Last week, neatly dusted off, 20 of Sculptor Browere's busts were exhibited in Manhattan's plushy Knoedler Galleries. Their realism predates the candid camera by a century. Browere's exact method died with his son Alburtus, differed markedly from the usual life mask's heavy layer of plaster or clay applied while the subject is flat on his back. Like a modern lace-pack beauty treatment, it consisted of a series of light, quick-drying layers that could be put on while the subject sat at his ease. Thus beplastered for posterity were Thomas Jefferson's stern idealism, the Othello glare of youthful Tragedian Edwin Forrest (Orson Welles of his day), Dolly Madison's smile, the pinched, toothless jaws of 90-year-old John Adams, many another.
Naval Hero David Porter thought the process gave "a sensation both harmless and agreeable, producing a pleasant glow or heat somewhat similar to that which is felt on entering a warm bath." Less battle-hardened sitters found it as painful as primitive dentistry. "I was taken in by Browere," wrote Jefferson to Madison. "He suffered the plaster to get so dry that separation became difficult & even dangerous. He was obliged to use freely the mallet & chisel to break it into pieces and get off a piece at a time. These thumps of the mallet would have been sensible almost to a loggerhead."
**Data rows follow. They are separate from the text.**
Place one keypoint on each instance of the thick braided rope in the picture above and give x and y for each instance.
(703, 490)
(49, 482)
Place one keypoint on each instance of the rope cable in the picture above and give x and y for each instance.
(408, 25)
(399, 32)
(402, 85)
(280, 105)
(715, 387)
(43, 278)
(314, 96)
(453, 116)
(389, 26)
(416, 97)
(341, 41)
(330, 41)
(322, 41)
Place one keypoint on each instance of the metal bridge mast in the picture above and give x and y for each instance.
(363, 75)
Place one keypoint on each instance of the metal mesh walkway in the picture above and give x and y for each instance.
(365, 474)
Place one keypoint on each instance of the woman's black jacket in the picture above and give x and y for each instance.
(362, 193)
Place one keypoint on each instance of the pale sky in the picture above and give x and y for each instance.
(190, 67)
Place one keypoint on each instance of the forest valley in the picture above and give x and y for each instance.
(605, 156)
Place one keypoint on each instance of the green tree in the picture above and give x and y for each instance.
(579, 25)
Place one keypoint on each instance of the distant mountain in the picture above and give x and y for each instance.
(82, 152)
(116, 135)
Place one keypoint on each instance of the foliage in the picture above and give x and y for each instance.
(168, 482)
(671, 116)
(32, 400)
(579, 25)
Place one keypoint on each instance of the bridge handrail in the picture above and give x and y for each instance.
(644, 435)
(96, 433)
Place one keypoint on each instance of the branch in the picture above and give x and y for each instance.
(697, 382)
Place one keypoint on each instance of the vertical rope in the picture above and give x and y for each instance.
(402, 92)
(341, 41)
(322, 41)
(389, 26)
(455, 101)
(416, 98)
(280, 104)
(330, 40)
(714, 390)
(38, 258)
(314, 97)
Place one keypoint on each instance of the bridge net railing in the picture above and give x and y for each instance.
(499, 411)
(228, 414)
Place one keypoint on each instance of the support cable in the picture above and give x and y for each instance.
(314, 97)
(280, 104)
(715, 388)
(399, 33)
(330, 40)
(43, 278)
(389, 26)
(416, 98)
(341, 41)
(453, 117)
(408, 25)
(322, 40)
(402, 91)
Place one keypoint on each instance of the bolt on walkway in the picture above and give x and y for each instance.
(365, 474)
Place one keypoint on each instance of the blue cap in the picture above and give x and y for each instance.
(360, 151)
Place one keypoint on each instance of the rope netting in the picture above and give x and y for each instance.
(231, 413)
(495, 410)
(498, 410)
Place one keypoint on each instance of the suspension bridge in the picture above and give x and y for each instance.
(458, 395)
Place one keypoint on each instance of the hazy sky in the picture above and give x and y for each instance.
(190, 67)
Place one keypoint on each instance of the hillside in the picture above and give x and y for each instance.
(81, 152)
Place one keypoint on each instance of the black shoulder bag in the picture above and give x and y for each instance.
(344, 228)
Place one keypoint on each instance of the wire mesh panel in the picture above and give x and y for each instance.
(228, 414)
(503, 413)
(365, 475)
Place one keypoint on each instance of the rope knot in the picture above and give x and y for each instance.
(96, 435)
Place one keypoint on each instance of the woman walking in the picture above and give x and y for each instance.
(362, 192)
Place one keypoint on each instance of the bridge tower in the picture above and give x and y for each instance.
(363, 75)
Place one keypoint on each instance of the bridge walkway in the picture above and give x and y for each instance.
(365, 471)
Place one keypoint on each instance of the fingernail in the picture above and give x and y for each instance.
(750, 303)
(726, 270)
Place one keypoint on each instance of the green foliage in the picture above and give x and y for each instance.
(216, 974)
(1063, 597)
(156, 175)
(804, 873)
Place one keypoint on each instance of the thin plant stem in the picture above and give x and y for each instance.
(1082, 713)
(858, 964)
This week Sculptor Browere's busts went museumwards at last. Financier Stephen C. Clark (who has spent a raft of his Singer sewing machine money on art) bought all 20, presented them to the New York State Historical Association. In a special "Hall of Life Masks" at the Association's museum in Cooperstown, N.Y., they will go on display next June, as the first event in Cooperstown's sesquicentennial celebration of its most famed native son, James Fenimore Cooper--one contemporary whose bust Browere never got round to making.